Les députés Jean-Charles Taugourdeau et Marc Laffineur, les sénateurs Catherine Deroche et Christophe Béchu considèrent que le mandat de dépôt à l’encontre du jeune Nicolas, participant de la Manif pour tous et condamné à quatre mois de prison dont deux ferme, est incompréhensible, étant donné qu’il n’y a eu ni atteinte aux biens ni atteinte aux personnes.

Tout en réaffirmant leur respect de l’autorité judiciaire et le nécessaire maintien de l’ordre public, ils s’interrogent sur ce qui apparaît à leurs yeux et à ceux d’un nombre croissant de leurs concitoyens comme un exemple de « deux poids-deux mesures ».
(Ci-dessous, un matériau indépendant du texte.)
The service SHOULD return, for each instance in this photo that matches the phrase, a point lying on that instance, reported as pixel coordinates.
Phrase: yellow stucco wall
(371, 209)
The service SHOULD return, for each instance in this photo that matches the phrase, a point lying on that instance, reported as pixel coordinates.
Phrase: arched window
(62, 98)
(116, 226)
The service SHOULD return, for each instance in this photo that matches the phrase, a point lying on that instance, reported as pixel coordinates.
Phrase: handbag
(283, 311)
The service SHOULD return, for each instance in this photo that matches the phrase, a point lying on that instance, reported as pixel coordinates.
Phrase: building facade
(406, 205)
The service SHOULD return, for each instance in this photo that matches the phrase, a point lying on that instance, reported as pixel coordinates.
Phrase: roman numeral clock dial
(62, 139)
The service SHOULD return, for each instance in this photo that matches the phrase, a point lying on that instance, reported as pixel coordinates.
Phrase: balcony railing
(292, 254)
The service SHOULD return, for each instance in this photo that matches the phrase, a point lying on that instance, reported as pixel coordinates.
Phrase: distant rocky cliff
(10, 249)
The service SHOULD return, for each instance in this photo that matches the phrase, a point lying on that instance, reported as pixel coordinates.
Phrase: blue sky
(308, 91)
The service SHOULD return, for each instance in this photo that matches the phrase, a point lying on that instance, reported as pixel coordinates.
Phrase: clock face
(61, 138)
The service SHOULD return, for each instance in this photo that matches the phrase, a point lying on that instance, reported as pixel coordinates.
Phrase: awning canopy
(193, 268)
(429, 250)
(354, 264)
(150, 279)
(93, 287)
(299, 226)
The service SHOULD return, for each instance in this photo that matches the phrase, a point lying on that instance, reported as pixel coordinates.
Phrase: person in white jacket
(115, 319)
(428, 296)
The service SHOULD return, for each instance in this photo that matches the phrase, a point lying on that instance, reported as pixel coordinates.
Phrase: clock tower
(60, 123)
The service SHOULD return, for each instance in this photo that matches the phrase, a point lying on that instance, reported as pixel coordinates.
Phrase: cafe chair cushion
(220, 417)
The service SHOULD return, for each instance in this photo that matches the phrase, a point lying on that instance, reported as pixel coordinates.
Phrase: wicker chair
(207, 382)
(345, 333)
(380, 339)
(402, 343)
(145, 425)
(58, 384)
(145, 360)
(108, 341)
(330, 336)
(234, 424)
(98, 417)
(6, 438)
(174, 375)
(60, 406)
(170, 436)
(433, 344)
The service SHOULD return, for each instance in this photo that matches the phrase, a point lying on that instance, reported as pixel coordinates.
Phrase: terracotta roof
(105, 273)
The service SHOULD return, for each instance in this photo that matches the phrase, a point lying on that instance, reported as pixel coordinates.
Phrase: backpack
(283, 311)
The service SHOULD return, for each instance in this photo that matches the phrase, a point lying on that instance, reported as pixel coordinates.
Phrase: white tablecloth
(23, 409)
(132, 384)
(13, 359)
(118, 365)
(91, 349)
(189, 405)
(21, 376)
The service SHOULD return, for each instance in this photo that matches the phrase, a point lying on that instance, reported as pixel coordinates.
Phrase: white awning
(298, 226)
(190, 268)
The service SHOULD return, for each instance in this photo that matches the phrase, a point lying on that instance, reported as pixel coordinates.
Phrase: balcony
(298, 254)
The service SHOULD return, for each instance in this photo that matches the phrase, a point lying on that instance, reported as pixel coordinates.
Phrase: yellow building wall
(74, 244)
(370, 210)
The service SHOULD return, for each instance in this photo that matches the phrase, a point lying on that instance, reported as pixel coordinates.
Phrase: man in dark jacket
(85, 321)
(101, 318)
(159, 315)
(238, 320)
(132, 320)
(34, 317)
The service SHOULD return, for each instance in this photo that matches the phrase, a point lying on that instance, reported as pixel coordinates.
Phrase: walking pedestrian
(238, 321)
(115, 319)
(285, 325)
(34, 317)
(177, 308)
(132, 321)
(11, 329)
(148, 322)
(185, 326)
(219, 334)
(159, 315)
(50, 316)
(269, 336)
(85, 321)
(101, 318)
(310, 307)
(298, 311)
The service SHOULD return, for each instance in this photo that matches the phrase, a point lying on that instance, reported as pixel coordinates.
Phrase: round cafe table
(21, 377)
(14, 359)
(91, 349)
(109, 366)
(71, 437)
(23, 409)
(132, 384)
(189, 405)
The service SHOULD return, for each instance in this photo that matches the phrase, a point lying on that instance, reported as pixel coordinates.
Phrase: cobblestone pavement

En effet, comment expliquer la lourdeur de cette sanction comparée à celles prononcées ces dernières semaines à l’encontre d’individus ayant commis des faits autrement plus graves ? Attaquer un RER et dévaliser ses passagers, ou saccager un arrondissement pour célébrer un titre de champion de France serait-il moins grave aux yeux des juges ?

Depuis la loi pénitentiaire de 2009, lorsque l’on est condamné à une peine de prison ferme inférieure à deux ans, le principe veut que la peine soit aménagée, c’est-à-dire qu’une alternative à l’emprisonnement soit décidée (bracelet électronique, travaux d’intérêt général…)

L’incarcération du jeune Nicolas signifie-t-elle qu’il est aujourd’hui impossible de s’opposer à la politique du gouvernement actuel sans risquer de se retrouver derrière les barreaux ?

Si tel est le cas, le pouvoir en place prend un risque qui ne sera pas sans conséquence sur notre démocratie.

Les quatre parlementaires demandent instamment que le jeune Nicolas bénéficie des mêmes droits que tout justiciable devant un tribunal de la République.